10.06.2015

diktatör

anthony storr

hitler, mussolini, stalin, ceausescu ve mao tse-tung gibi, yirminci yüzyılın utanç verici diktatörlerinin hepsi de güç arayışlarında vicdansız, düşmanlarını yok etme konusunda da acımasızdılar.

diktatörlerin dost sahibi olmak gibi lüksleri yoktur. evlenip aile kursalar da, özgüvenlerini yakınlarının gerçek sevgisiyle sağlamaktansa, bilinmeyen bir çoğunluğun takdirine dayandırmayı tercih ederler. bu gibi liderlerin paranoyaya varan derecede kuşkucu olmaları şaşırtıcı değildir. onlara göre, kitle dönektir ve kolayca etki altına alınabilir.

sadece propaganda ve popüler beğeniye bel bağlayan diktatörler, tüm siyasi liderler gibi muhalif olaylardan huzursuz olurlar. diktatör, ülke zor bir duruma düştüğünde bile, hükmetmeye devam etmek istiyorsa, hiçbir rakibinin yerini alma şansı olmayacağından ve kontrolün hala elinde olduğundan emin olmalıdır.
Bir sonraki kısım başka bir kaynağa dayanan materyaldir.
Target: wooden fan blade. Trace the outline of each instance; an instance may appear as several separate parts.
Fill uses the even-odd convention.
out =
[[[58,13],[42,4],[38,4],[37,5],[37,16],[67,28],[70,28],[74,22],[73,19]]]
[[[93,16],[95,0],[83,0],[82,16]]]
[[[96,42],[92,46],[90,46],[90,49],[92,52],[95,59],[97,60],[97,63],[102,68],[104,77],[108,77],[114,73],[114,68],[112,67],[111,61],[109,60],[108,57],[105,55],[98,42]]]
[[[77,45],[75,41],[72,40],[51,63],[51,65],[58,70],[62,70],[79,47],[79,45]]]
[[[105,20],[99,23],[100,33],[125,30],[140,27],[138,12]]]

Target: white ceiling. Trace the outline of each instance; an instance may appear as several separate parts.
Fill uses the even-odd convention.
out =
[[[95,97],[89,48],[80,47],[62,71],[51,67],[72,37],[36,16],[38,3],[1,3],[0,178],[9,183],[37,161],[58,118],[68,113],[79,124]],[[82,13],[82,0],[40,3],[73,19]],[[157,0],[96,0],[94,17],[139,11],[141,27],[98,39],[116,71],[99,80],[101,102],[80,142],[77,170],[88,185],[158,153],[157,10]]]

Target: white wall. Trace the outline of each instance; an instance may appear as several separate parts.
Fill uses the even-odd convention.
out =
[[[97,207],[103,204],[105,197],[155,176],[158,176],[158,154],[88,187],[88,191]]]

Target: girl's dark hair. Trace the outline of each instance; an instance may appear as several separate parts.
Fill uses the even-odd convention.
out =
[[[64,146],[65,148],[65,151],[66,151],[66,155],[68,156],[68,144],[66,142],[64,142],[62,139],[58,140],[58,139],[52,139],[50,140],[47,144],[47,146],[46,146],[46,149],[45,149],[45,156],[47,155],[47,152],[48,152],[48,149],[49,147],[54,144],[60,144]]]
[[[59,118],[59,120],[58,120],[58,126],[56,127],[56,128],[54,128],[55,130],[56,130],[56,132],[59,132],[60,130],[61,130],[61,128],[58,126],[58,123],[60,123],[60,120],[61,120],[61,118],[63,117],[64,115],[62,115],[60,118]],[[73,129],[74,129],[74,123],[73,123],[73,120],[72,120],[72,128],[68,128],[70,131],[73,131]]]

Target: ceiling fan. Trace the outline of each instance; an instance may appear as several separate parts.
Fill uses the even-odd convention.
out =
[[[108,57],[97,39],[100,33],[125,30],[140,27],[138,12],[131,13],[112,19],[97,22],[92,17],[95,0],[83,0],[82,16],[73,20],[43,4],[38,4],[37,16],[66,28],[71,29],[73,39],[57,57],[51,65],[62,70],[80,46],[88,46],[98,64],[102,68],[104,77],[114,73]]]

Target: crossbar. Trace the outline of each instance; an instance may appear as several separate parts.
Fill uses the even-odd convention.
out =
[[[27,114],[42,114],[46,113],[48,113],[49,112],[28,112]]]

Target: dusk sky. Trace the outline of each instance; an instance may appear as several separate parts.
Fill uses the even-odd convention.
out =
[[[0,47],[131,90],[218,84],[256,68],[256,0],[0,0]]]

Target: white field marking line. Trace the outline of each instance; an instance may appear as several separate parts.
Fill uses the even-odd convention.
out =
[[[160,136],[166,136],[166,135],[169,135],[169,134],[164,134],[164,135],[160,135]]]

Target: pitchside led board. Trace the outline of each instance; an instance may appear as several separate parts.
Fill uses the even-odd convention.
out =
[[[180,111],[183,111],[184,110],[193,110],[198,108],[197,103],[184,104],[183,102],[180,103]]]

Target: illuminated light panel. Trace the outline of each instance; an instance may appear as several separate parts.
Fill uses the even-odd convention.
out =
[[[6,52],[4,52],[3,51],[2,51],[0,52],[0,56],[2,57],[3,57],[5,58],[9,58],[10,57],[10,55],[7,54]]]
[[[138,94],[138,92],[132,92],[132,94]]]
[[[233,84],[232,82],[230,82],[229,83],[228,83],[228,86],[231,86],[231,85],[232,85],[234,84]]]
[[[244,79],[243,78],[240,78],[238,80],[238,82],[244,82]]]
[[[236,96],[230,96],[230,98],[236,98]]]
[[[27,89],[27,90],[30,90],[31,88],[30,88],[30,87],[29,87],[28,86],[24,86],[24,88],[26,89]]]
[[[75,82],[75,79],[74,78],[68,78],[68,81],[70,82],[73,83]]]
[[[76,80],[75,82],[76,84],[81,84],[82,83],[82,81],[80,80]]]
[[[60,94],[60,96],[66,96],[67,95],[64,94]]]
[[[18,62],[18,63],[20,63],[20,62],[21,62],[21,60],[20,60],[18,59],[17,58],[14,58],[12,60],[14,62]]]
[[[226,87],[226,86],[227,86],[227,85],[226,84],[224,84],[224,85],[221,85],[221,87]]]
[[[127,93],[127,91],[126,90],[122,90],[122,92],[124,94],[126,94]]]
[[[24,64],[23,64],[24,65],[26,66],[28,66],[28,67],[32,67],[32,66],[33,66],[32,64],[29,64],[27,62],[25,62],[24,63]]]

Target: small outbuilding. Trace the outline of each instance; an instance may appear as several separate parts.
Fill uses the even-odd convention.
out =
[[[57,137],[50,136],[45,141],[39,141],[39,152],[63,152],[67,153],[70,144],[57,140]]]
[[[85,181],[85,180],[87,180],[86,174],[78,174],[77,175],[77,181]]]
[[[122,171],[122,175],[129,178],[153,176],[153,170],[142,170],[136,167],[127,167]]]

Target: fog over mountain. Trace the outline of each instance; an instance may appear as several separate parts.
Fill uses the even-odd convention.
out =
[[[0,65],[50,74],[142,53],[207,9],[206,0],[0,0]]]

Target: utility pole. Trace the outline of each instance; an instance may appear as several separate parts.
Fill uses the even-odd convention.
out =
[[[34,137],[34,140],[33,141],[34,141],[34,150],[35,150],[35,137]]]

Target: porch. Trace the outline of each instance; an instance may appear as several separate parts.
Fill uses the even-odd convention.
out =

diktatörlerin sahip oldukları kontrolü ellerinde tutabilmeleri için, diktatörlük rejimlerinin tipik bir özelliği olan ispiyonculara, gizli polislere ve casuslara ihtiyacı vardır. ortada hiçbir neden yokken, sadece diktatörün aleyhine tehdit olarak algılandığı için sürülmüş, hapse atılmış, işkence görmüş ve öldürülmüş sayısız insan vardır. bundan da öte, hiyerarşide üst noktalarda olanların, diktatör tarafından tehdit olarak algılanma olasılıkları daha da yüksektir.

çelişkili olarak, liderlerin kriz dönemlerinde öğüt ve destek için sırtını dayayacağı "dostlar" ve müttefikler, genellikle paranoyak diktatörler için en büyük tehdidi oluşturur. hitler'in, 1934'te ernest röhm'ü ve stormtrooper'daki teğmenlerini ortadan kaldırması bunun tipik bir örneğidir. münih'te daha en başından beri kendisini destekleyen röhm'e hitler'in çok şey borçlu olması, onu tehdit olarak algılanmaktan kurtaramamıştır. hem stalin hem de mao tse-tung en yakın dostlarını hiç tereddüt etmeden gözden çıkarmışlardır.